Laravel-modules: Question: How to manage Vue components inside the module folder

Created on 18 Oct 2017  路  12Comments  路  Source: nWidart/laravel-modules

Hi, I'm trying to use Vue JS components that are stored directly in a module Resources folder (assets/js/components).
I would rather not write for each Vue component its path in the main Laravel app.js file, so i'm thinking about editing the app.js files to scan Modules components folder and require each component automatically, but I'm not so good with the Vue JS enviroment.
Is there a simpler way to use Vue components inside modules folders?

Most helpful comment

I thought of making it like how SASS components are bundled. It's quite better this way, I believe.
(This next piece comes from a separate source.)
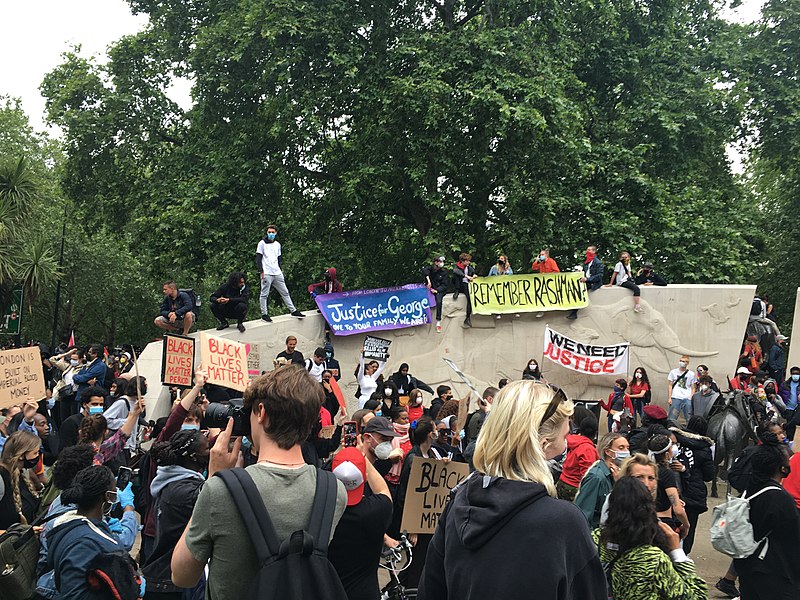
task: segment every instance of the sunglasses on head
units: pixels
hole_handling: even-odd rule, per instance
[[[542,423],[546,423],[548,419],[550,419],[554,414],[556,414],[559,404],[561,404],[562,402],[569,401],[569,398],[567,398],[567,394],[564,393],[564,390],[562,390],[560,387],[550,383],[547,384],[547,387],[553,390],[555,394],[553,394],[553,398],[552,400],[550,400],[550,404],[547,405],[547,410],[544,411],[544,416],[542,417]],[[541,426],[542,423],[540,423],[539,425]]]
Suppose you have 'Blogs' module with JS/Vue component(s):

Modules/Blogs/Resources/assets/js/components/ExampleComponent/ExampleComponent.vue

Then, you would have a file called _all.js in the /js directory:

Vue.component('exmaple-component', require('./components/ExampleComponent/ExampleComponent.vue'));
... and plenty more.

And in your main project's app.js:

require('./../../../Modules/PurchaseControl/Resources/assets/js/_all');

Completely avoiding having multiple lines in the main app.js.

All 12 comments

I'm not familiar enough with javascript to answer this.

This is how I've done it

Hello,
But we can not run npm build production for each module installation.

you can. It's up to you how you want to handle these things.

Can you suggest me a solution?
When user is in shared hosting he can not run npm.

That's all up to you.
If you can't run npm on the server, commit the files.

I thought of making it like how SASS components are bundled. It's quite better this way, I believe.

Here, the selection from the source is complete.